La introducción de los ferrocarriles fue sólo el primer paso en el desarrollo de los medios de locomoción que finalmente revolucionaron la vida humana. En el año 2000 los ferrocarriles y las carreteras habían desaparecido al mismo tiempo. Los ferrocarriles, privados de los raíles, se habían convertido en promontorios llenos de hierbas y cunetas sobre la superficie del mundo; las viejas carreteras, extrañas y bárbaras pistas de pedernal y tierra hechas a mano a golpe de martillo o apisonadas con ásperos rodillos de hierro, salpicadas de las más variadas inmundicias y cortadas por herraduras y ruedas de hierro en roderas y charcos a menudo de muchas pulgadas de profundidad habían sido reemplazadas por calzadas patentadas hechas de una sustancia llamada Eadhamita. Esta Eadhamita, llamada así por el nombre de su inventor, figura con la invención de la imprenta y el vapor, como uno de los descubrimientos que marcan época en la Historia del Mundo.
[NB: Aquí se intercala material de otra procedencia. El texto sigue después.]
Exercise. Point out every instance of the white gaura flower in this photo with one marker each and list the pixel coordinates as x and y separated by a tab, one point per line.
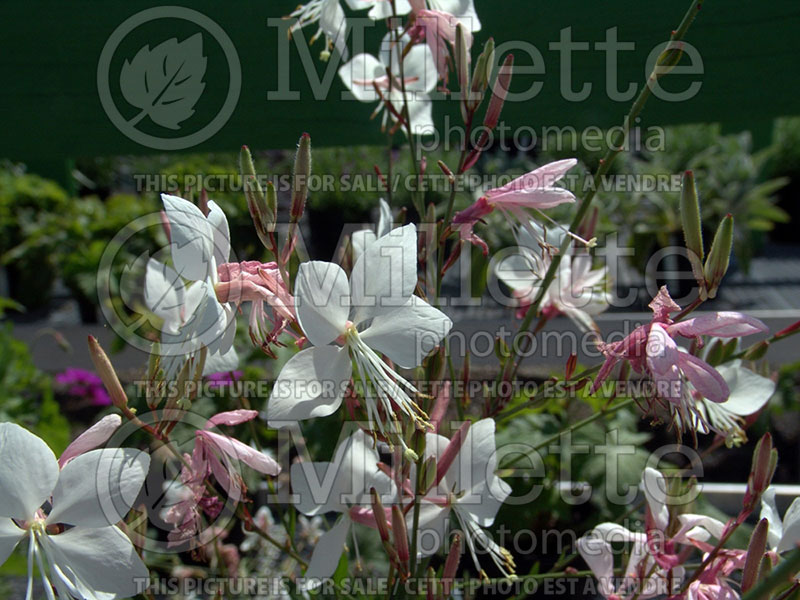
347	323
364	237
578	291
463	10
193	316
783	534
749	393
364	73
466	486
76	545
341	486
655	556
332	23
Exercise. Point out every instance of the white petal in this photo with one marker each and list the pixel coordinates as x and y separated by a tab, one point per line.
328	551
28	472
334	24
220	362
693	525
192	238
97	435
381	9
474	471
208	325
311	384
518	270
464	10
322	298
749	391
420	112
358	75
97	488
420	68
433	522
384	277
222	233
791	527
345	481
10	535
164	294
360	240
408	334
615	533
385	218
100	560
599	556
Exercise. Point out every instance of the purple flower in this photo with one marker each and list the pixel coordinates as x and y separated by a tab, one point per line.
223	378
84	384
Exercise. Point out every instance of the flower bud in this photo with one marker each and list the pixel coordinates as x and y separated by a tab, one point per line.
380	515
107	374
499	93
428	475
302	172
451	564
410	455
757	351
263	208
440	404
451	451
787	331
483	70
692	229
765	459
400	534
719	256
501	349
755	552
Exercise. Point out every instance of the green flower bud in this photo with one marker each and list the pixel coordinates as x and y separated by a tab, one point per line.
719	256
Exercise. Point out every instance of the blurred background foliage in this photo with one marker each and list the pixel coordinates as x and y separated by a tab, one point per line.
47	234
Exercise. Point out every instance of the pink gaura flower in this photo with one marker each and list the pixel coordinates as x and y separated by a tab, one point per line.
218	455
438	30
651	350
260	284
535	190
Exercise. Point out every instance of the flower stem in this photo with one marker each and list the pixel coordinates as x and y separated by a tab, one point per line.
605	164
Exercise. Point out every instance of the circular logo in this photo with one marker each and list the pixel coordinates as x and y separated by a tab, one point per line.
160	59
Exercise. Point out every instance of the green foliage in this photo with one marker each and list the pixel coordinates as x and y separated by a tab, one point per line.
730	176
26	394
30	207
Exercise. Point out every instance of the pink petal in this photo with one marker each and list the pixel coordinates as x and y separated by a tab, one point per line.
232	417
662	351
97	435
537	198
239	451
541	178
704	378
663	304
720	324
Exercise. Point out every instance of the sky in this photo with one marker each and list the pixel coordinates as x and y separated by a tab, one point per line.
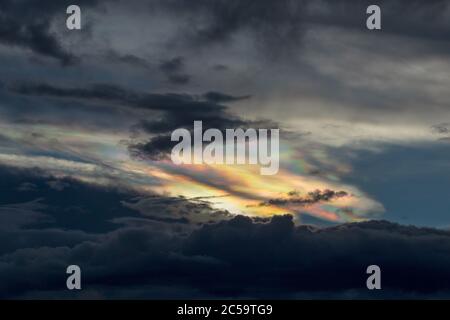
85	123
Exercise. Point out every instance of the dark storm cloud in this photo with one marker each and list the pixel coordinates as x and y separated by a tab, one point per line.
236	258
294	198
26	24
109	93
177	111
279	25
129	59
174	70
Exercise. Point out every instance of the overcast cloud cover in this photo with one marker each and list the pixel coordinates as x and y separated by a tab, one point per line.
85	124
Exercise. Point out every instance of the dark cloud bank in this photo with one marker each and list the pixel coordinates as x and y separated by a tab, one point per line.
126	254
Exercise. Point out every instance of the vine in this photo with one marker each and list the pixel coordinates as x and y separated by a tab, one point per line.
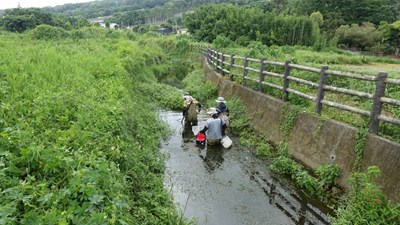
287	120
361	137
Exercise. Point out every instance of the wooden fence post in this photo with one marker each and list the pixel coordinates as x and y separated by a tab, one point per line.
377	105
245	71
232	62
222	64
321	92
285	95
217	61
262	75
209	55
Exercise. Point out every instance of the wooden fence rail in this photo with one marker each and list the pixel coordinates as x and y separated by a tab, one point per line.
225	64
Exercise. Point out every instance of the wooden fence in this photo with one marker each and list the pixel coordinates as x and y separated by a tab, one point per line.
226	65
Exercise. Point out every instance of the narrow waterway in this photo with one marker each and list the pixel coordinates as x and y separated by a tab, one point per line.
217	186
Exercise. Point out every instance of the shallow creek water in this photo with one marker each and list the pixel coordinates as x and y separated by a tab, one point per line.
217	186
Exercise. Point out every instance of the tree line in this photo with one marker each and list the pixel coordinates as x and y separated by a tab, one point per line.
370	25
21	19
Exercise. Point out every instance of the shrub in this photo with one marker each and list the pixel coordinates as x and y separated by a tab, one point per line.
47	32
366	204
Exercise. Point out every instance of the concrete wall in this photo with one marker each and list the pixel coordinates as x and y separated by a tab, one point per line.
313	141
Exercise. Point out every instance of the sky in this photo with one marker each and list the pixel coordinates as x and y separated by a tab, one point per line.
6	4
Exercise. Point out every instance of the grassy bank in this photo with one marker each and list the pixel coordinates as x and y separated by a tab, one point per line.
79	139
336	59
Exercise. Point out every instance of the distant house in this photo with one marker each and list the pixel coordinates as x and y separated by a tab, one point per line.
164	31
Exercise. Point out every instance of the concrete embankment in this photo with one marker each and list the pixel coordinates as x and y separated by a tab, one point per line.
313	141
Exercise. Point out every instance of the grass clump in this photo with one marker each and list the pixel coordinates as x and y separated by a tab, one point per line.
366	204
79	141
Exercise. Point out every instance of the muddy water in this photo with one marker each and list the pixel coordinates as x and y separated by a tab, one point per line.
217	186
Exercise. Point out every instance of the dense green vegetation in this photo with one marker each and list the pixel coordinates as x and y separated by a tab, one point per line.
336	59
79	134
20	20
373	31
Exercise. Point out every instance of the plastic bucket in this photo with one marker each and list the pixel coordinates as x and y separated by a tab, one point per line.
226	141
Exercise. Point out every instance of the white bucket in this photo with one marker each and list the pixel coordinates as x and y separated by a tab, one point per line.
226	141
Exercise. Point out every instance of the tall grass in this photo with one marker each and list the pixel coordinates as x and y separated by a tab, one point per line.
79	142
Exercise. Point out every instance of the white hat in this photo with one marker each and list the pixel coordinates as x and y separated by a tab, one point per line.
212	111
220	99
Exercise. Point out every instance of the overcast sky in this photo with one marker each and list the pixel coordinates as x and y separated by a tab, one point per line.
6	4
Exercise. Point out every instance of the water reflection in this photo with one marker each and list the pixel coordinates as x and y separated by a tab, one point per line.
213	157
187	133
294	205
230	186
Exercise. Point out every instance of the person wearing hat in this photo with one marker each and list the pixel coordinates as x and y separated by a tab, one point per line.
190	109
221	105
214	128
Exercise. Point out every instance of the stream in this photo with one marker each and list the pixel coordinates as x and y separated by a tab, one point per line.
217	186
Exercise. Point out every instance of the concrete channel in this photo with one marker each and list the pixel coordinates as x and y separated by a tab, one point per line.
217	186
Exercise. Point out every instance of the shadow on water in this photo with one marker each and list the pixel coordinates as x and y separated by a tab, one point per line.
231	186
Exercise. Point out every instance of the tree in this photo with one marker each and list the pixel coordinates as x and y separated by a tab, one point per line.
391	35
19	19
359	37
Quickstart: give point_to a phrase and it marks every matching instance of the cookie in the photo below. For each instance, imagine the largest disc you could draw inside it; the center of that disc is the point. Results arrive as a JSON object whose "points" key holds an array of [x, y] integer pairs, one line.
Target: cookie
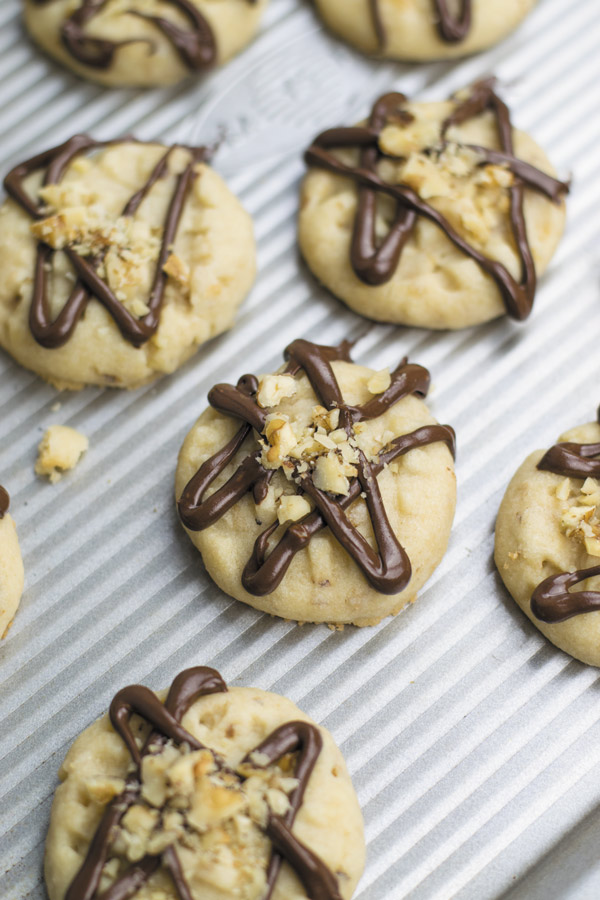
{"points": [[438, 215], [118, 258], [204, 793], [142, 43], [11, 566], [422, 29], [548, 541], [322, 493]]}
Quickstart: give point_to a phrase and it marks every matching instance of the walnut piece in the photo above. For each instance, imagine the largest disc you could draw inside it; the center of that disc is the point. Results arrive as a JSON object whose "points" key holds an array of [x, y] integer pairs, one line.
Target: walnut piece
{"points": [[60, 448], [272, 389]]}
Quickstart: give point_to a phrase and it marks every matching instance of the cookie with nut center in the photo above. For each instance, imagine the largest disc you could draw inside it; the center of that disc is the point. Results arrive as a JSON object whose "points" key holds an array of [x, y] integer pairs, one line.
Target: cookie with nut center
{"points": [[432, 214], [142, 43], [548, 526], [208, 801], [320, 510], [11, 566], [423, 29], [120, 259]]}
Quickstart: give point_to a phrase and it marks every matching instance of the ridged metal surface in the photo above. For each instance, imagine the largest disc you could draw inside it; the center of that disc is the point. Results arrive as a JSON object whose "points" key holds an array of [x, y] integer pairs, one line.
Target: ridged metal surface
{"points": [[474, 745]]}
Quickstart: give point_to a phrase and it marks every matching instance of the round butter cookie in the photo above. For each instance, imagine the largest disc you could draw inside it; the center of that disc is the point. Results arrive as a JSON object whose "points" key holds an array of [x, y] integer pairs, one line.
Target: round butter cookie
{"points": [[142, 43], [118, 258], [548, 541], [438, 215], [322, 493], [423, 29], [11, 567], [204, 793]]}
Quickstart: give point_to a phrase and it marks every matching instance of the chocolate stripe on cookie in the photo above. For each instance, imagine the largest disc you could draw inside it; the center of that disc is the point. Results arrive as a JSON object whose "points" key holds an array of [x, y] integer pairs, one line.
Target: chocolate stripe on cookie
{"points": [[553, 602], [54, 333], [300, 738], [571, 459], [452, 29], [4, 502], [388, 569], [374, 261], [196, 46]]}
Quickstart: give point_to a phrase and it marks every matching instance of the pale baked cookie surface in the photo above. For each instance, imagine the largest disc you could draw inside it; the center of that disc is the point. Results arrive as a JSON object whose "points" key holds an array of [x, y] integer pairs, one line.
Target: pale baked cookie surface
{"points": [[142, 43], [412, 217], [215, 818], [11, 567], [371, 461], [164, 252], [548, 524], [421, 29]]}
Cuando Eadham descubrió la sustancia probablemente pensó en ella como un mero sustituto barato del caucho, la tonelada costaba unos pocos chelines. Pero nunca se sabe para qué servirá un invento. Fue el genio de un hombre llamado Warming el que apuntó la posibilidad de emplearlo no sólo para los neumáticos de las ruedas sino como revestimiento de carreteras, y quien organizó la enorme red de vías públicas que rápidamente cubrieron el mundo.
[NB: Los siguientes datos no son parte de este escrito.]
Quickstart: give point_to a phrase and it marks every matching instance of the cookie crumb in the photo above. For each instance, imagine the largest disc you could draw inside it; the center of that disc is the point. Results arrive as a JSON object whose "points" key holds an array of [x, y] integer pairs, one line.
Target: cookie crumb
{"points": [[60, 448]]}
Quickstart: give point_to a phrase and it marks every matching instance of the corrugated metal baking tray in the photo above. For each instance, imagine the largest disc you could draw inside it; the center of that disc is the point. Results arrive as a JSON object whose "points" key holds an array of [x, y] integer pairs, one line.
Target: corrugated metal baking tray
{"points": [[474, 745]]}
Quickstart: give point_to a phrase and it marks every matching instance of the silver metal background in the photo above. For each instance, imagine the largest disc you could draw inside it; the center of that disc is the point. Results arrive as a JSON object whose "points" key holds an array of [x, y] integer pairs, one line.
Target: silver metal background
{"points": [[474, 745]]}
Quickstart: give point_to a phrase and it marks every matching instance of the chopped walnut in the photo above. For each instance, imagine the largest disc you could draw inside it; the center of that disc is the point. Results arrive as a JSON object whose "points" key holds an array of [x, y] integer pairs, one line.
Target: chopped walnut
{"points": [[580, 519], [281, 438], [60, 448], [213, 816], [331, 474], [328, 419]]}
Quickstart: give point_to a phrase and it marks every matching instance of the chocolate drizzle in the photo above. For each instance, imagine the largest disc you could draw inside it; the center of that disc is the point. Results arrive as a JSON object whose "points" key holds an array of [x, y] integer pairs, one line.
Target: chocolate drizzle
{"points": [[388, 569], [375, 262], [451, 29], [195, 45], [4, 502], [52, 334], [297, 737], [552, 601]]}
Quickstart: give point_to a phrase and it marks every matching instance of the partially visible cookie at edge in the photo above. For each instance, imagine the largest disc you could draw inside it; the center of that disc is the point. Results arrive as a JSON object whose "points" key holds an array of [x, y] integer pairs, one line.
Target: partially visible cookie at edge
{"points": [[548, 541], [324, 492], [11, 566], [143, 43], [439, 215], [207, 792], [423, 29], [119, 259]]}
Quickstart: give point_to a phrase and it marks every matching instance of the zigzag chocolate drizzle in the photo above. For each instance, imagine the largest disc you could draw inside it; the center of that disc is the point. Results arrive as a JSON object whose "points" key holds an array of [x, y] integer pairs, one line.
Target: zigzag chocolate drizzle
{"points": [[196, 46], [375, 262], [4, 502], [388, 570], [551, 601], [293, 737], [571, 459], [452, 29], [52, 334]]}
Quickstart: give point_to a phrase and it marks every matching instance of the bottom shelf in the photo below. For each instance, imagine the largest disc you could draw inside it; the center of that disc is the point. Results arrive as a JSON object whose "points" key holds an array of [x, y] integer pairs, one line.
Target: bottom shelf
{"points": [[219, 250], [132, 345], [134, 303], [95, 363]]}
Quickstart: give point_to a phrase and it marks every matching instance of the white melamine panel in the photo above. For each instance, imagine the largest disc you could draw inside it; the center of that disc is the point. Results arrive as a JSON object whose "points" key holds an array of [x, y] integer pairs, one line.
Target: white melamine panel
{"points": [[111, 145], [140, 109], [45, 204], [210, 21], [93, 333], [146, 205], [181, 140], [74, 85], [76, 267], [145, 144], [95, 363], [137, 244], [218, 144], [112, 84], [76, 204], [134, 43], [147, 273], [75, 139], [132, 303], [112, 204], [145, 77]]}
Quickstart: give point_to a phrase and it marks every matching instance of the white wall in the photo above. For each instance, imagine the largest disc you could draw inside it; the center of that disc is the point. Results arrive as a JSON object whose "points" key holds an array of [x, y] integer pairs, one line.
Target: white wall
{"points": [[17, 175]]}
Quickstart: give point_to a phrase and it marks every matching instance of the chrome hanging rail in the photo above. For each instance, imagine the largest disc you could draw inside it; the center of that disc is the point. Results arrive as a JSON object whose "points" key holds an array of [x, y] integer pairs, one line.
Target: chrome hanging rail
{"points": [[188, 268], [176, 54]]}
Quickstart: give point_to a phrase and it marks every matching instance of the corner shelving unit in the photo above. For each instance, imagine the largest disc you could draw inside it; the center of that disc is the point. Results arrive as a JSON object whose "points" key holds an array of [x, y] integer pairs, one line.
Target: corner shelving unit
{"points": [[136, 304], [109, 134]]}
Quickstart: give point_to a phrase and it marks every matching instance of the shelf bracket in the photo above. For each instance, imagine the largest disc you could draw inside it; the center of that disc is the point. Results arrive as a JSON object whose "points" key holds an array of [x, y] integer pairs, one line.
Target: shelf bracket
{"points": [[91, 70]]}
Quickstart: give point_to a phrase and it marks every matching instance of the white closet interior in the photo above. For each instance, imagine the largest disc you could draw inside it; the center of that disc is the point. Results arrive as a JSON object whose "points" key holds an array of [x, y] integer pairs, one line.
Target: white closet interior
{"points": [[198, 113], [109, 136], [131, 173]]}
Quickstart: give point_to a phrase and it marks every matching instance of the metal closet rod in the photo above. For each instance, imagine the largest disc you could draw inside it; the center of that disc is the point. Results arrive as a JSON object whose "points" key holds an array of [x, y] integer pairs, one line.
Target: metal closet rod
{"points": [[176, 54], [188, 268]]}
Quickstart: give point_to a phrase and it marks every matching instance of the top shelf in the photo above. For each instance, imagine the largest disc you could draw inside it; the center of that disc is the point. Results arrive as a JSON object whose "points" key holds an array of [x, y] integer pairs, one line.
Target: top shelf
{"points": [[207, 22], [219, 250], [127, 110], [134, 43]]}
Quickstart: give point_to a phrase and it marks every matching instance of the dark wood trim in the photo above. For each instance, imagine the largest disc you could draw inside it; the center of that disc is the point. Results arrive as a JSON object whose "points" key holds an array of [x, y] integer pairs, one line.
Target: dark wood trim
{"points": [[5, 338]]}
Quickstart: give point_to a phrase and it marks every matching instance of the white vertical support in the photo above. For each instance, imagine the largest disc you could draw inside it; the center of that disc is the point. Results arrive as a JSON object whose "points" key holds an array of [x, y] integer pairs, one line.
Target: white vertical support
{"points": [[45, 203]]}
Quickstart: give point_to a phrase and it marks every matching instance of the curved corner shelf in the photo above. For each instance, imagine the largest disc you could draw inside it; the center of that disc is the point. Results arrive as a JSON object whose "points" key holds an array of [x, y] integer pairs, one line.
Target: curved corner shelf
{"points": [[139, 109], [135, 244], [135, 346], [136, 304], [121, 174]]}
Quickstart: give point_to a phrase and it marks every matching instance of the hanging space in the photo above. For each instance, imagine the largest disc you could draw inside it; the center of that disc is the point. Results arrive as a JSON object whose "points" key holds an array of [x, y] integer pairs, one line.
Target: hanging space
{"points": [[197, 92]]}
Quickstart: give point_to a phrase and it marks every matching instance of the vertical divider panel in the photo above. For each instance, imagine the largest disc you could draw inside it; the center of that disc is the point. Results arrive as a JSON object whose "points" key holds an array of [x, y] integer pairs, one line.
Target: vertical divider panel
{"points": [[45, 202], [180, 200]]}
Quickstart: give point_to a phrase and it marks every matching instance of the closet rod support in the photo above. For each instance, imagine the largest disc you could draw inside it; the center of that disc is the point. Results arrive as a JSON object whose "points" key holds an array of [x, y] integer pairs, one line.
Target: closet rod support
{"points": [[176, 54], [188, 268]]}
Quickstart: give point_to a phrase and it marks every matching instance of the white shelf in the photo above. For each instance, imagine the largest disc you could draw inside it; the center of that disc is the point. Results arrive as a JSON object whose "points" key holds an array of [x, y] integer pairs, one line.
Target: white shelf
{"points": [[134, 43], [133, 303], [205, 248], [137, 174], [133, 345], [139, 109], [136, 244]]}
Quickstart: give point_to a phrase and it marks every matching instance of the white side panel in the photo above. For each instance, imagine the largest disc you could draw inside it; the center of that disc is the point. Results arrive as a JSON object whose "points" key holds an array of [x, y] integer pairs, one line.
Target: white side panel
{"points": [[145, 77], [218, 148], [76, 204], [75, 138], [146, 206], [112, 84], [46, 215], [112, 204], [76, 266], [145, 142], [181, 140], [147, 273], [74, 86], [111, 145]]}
Estas vías públicas estaban hechas con divisiones longitudinales. En el extremo exterior de cada lado iban los ciclistas pedaleando con el pie y los transportes que viajaban a velocidad inferior a 25 millas por hora; en el medio, motores capaces de llegar a las cien millas, y el interior Warming, haciendo frente a un gran ridículo, lo reservó para vehículos que viajaran a velocidades de 100 millas o más.
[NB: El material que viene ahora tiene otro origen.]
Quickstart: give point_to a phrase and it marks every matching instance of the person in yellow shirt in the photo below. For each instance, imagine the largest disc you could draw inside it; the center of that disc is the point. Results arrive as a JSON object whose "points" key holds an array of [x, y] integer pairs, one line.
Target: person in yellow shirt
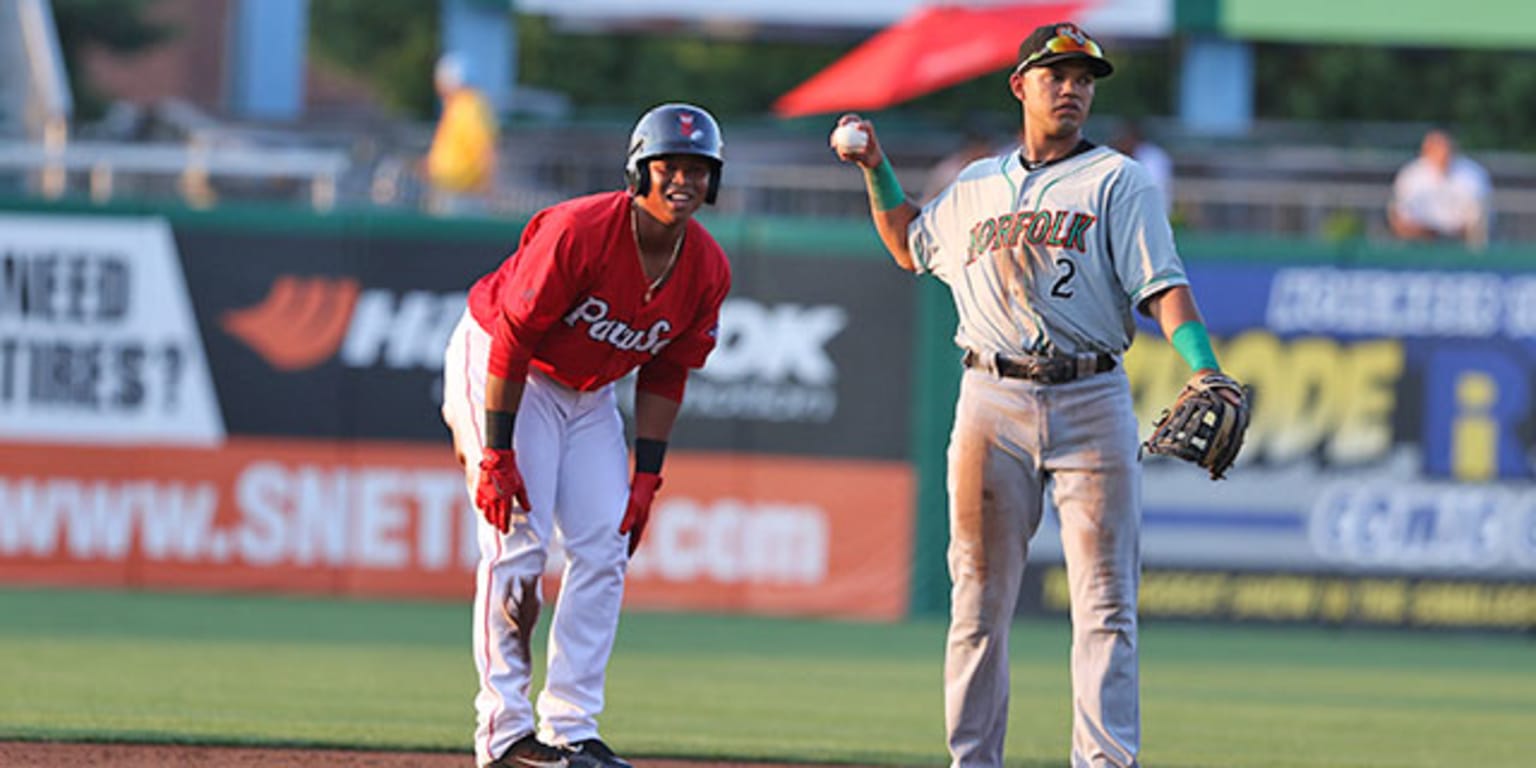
{"points": [[461, 163]]}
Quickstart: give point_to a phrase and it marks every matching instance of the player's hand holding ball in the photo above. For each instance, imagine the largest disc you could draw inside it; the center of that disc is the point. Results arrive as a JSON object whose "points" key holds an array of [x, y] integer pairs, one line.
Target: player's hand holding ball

Durante 10 años estos carriles interiores estuvieron vacíos. Antes de que muriera eran los más abarrotados de todos, y enormes y ligeros armazones con ruedas de veinte y treinta pies de diámetro iban lanzados por ellos a velocidades que año tras año ascendían de forma constante hacia las doscientas millas por hora. Y al tiempo que concluía esta revolución, otra revolución paralela había transformado las ciudades que no dejaban de crecer. Con el desarrollo de la ciencia práctica, las nieblas y la suciedad de la época victoriana desaparecieron. La calefacción eléctrica reemplazó a los fuegos —en el año 2013 el encendido de un fuego que no consumiera completamente su pro pio humo se consideró una molestia denunciable— y todas las vías de la ciudad, todas las plazas y lugares públicos estaban cubiertos con una sustancia como de cristal de reciente invención. Poner techo a Londres se convirtió en una tarea prácticamente continua. Cierta legislación miope y estúpida contra los edificios altos fue abolida, y Londres, de una achaparrada extensión de pequeñas casas —ligeramente arcaicas en cuanto a diseño—, se levantó sin parar hacia el cielo. A las responsabilidades municipales respecto del agua, la luz y el alcantarillado se añadió otra, y ésa fue la ventilación.

Pero hablar de todos los cambios en las comodidades humanas que estos doscientos años produjeron, hablar de la invención de la aviación, desde hacía tiempo prevista, descubrir cómo la vida en los hogares fue suplantada de forma constante por la vida en hoteles interminables, cómo finalmente incluso aquellos que todavía estaban dedicados al trabajo agrícola vinieron a vivir a las ciudades y se iban acá y allá a su trabajo todos los días, descubrir cómo finalmente en toda Inglaterra sólo quedaron cuatro ciudades, cada una con muchos millones de habitantes y cómo no quedaron casas habitadas en todo el campo: hablar de todo esto nos alejaría de nuestra historia de Denton y Elizabeth. Habían sido separados y vueltos a unir de nuevo, pero todavía no se podían casar, pues Denton —era su única pega— no tenía dinero. Tampoco lo tenía Elizabeth hasta que cumpliera los veintiún años, y todavía no tenía más que dieciocho. A los veintiuno, todas las propiedades de su madre serían suyas, pues ésa era la costumbre de la época. Ella no sabía que era posible anticipar la herencia y Denton era un amante demasiado delicado para sugerir algo semejante. Así que las cosas se interponían desesperadamente entre ellos. Elizabeth decía que era muy desgraciada, que nadie la comprendía sino Denton y que cuando estaba lejos de él se sentía desdichada, y Denton decía que su corazón la anhelaba noche y día. Y se juntaban todo lo a menudo que podían para disfrutar con la discusión de sus penas.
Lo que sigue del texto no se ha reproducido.